Page MenuHomePhabricator

db-eqiad and db-codfw sectionsByLoad can get out of sync
Closed, ResolvedPublic

Description

During the June 2021 DC switchover, tr.wikivoyage.org was briefly unavailable because in codfw the sectionsByLoad entry was typoed: https://gerrit.wikimedia.org/r/c/operations/mediawiki-config/+/702136/

Given that wikis are expected to be in the same section in both datacenters (please correct if wrong DBA), the two lists should never fall out of sync.

Possible ways to resolve this bug (non-exhaustive):

  • Implement a test to verify the two lists are the same
  • Move the lists to a db-common.php file that is used by both DCs
  • Automate generation of the lists from the dblists.
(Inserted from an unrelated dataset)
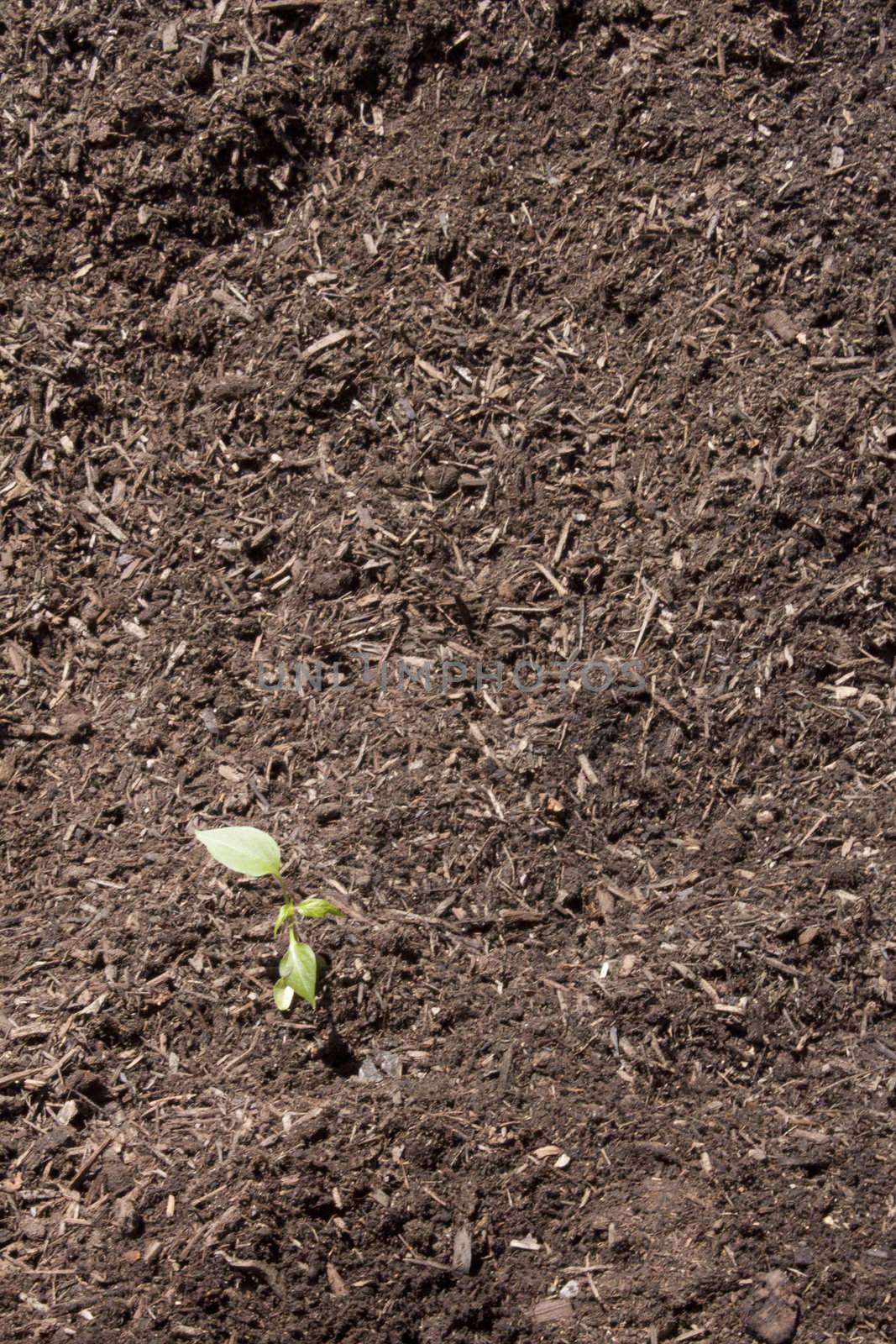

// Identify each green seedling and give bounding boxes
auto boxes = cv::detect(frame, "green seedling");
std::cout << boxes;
[196,827,343,1012]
Marking as high priority because this caused a small outage.

https://wikitech.wikimedia.org/wiki/Incident_documentation/2021-06-29_trwikivoyage_primary_db


Original task description by @Urbanecm

It is necessary for all wikis to be in the dblist for the shard they live at, as well as the shard being defined by db-*.php files. Otherwise, various parts of the configuration might be confused.

Event Timeline

Legoktm renamed this task from Ensure dblist shard files match db-*.php definitions to db-eqiad and db-codfw sectionsByLoad can get out of sync.Jun 29 2021, 8:08 PM
Legoktm updated the task description. (Show Details)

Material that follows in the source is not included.